ウクライナ側は袋を開いて公開したという
取材協力者は「お金は要らない」
最も印象に残るのは、私の取材協力をしてくれた「フィクサー」と呼ばれる人たちだ。取材時の通訳やリサーチ、インタビユーの調整などを行なう、いわばアシスタント的な役割である。日本ではしばしば「コーディネーター」と呼ぶが、ウクライナでは「フィクサー」が一般的だ。海外取材の場合は特に、このコーディネーターの力量如何で明暗が分かれる。私はこれまでにフィリピンを中心に、タイ、ベトナム、インドネシアなど主にアジアを中心にコーディネーターと一緒に仕事をしてきたが、その人選に失敗して痛い目に遭った経験も少なくない。ゆえに今回も慎重にならざるを得なかった。

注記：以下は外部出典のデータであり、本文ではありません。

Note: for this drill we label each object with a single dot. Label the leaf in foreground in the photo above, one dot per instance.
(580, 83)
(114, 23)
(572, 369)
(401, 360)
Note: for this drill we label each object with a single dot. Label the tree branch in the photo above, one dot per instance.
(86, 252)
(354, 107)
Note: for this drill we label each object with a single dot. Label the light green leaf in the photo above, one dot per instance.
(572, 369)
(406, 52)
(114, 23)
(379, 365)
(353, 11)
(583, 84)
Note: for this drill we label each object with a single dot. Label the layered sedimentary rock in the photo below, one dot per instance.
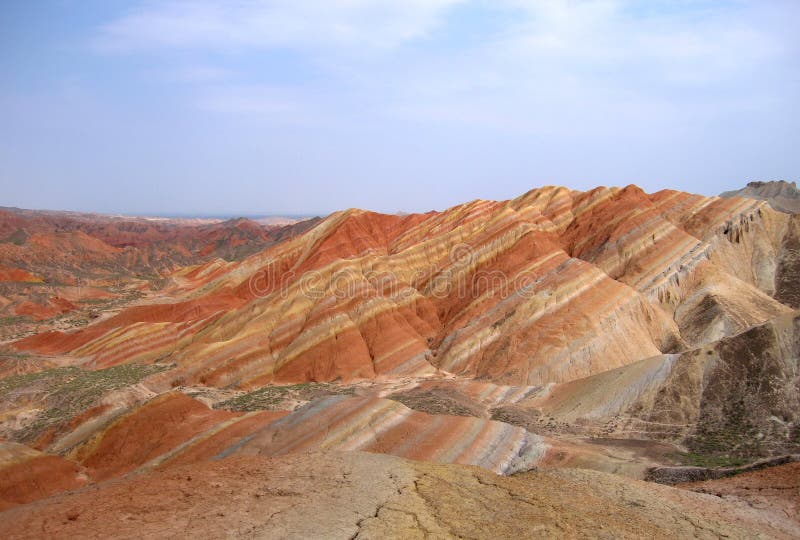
(739, 396)
(364, 496)
(550, 287)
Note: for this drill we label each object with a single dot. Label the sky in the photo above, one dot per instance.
(305, 107)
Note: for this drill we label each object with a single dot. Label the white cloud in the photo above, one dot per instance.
(273, 23)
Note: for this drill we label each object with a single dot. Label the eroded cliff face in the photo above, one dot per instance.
(550, 287)
(737, 397)
(612, 330)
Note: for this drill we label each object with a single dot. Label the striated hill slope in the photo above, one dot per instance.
(612, 330)
(59, 269)
(364, 496)
(550, 287)
(781, 195)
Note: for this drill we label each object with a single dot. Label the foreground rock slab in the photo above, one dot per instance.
(358, 495)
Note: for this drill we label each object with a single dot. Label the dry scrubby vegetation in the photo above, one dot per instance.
(68, 391)
(273, 398)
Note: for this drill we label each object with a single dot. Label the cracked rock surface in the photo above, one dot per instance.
(358, 495)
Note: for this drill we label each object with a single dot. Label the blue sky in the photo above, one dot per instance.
(308, 106)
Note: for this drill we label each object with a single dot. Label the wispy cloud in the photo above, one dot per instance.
(272, 23)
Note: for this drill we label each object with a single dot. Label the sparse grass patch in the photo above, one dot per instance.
(709, 461)
(68, 391)
(276, 397)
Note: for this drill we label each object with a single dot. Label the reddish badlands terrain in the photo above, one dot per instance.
(498, 369)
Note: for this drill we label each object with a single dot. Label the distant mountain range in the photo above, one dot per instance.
(214, 367)
(781, 195)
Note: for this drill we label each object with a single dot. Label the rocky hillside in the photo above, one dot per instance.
(611, 330)
(781, 195)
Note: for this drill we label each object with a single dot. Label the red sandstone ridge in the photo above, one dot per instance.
(550, 287)
(610, 330)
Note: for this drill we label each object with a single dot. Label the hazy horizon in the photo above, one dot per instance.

キーウ入りする前の、ウクライナ西部の都市リヴィウでのこと。
「もしよければキーウまで僕の車で一緒に連れて行ってあげるよ。お金は要らない。僕はお金のためにやっているわけじゃないんだ。それに以前働いていた会社で重役まで就いたから、今の僕にお金は必要ない。ただ、英語はネイティブ並みにはできないけど」
野太い声でそう話すのはウクライナ人男性のセルゲイ(39)。日本を発つ前に知人を介して紹介してもらったのだが、なんとキーウまで無償で連れて行ってくれるというのだ。確かにネイティブではないが、フィクサーとしては申し分ない英語力だ。もちろんガソリン代などは負担するとして、それ以外は「受け取らない」と豪語する。
私の経験上、海外で雇うコーディネーターの費用は1日当たり200~300米ドルが相場だ。これが戦場になるとさらに跳ね上がる。私がウクライナで聞いたこれまでの最高額は1日800ドル。こうした相場感を心得ていたから、セルゲイの言葉には半信半疑にならざるを得なかったのだ。
それが伝わったのか、「なぜ不審そうな顔をしているのだ?」と聞かれた上、「もし僕と一緒に行って、嫌になったらもっと信頼できるフィクサーを紹介してあげるよ」とまで言われたので、セルゲイに下駄を預けた。